On July 17, 2014, FERC issued a notice of proposed rulemaking (“NOPR”) proposing to approve the North American Electric Reliability Corporation (“NERC”) Reliability Standard CIP-014-1.  The goal of the Reliability Standard is to enhance physical security measures for the most critical Bulk-Power System facilities and thereby lessen the overall vulnerability of the Bulk-Power System facilities against physical attacks.  FERC also proposed to direct NERC to develop two modifications to the standard.

On July 8, 2014, the U.S. Court of Appeals for the District of Columbia Circuit (“D.C. Circuit”) issued an order denying petitions for review of FERC’s January 19, 2012 order requiring certain market mitigation measures in ISO New England Inc.’s (“ISO-NE”) Forward Capacity Market (“FCM”).  The D.C. Circuit instead deferred to FERC’s reasoning, holding that FERC based its buyer-side and supplier-side mitigation measures on substantial evidence and undertook its balancing responsibilities with appropriate consideration.  Notably, the D.C. Circuit upheld FERC’s prior decision that the FCM must have an offer-floor mechanism to keep “out of market” capacity from bidding as a price-taker and depressing market-clearing prices.

On July 7, 2014, FERC petitioned the U.S. Court of Appeals for the District of Columbia Circuit (“D.C. Circuit”) for an en banc rehearing of the D.C. Circuit’s opinion that vacated FERC’s Order No. 745, which required organized wholesale energy markets to compensate demand response resources at the market price for energy (see June 13, 2014 edition of the WER).

On July 7, 2014, FERC approved a Stipulation and Consent Agreement between its Office of Enforcement (“Enforcement”), the North American Electric Reliability Corporation (“NERC”), and Arizona Public Service Company (“APS”) relating to the September 2011 Southwest power outage that affected approximately 2.7 million customers in Southern California, Arizona and Northern Baja Mexico. 

On June 23, 2014, the U.S. Supreme Court reversed the Environmental Protection Agency’s (“EPA”) “Tailoring Rule,” but affirmed EPA’s authority to regulate greenhouse gas (“GHG”) emissions under the Clean Air Act (“CAA”) Prevention of Significant Deterioration (“PSD”) permit program.  Writing for a five-member majority, Justice Antonin Scalia notably ruled that EPA could not “tailor” the PSD statutory permitting thresholds to exclude small GHG emitters from PSD program requirements.

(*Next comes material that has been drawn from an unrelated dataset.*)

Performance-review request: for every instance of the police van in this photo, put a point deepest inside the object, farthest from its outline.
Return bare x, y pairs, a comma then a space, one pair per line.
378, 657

On June 19, 2014, FERC conditionally accepted the California Independent System Operator Corporation’s (“CAISO”) proposed creation of a real-time market for imbalance energy, referred to as the Energy Imbalance Market (“EIM”).  The result of a broad stakeholder process in the Western U.S., the EIM provides a venue where participants are able to buy and sell five-minute real-time energy to meet energy imbalance needs.  The EIM allows for neighboring balancing authorities to voluntarily participate on the CAISO EIM platform. 

On June 19, 2014, FERC announced a new methodology to calculate the return on equity (“ROE”) for jurisdictional electric utilities and used that methodology to tentatively set the base ROE at 10.57 percent for the New England Transmission Owners (“NETOs”) operating in the ISO New England Inc. (“ISO-NE”).  FERC’s new methodology will incorporate both short-term and long-term measures of growth projections in estimating a company’s cost of equity, thus incorporating the two-step discounted cash flow (“DCF”) methodology FERC uses in setting ROEs for natural gas and oil pipelines.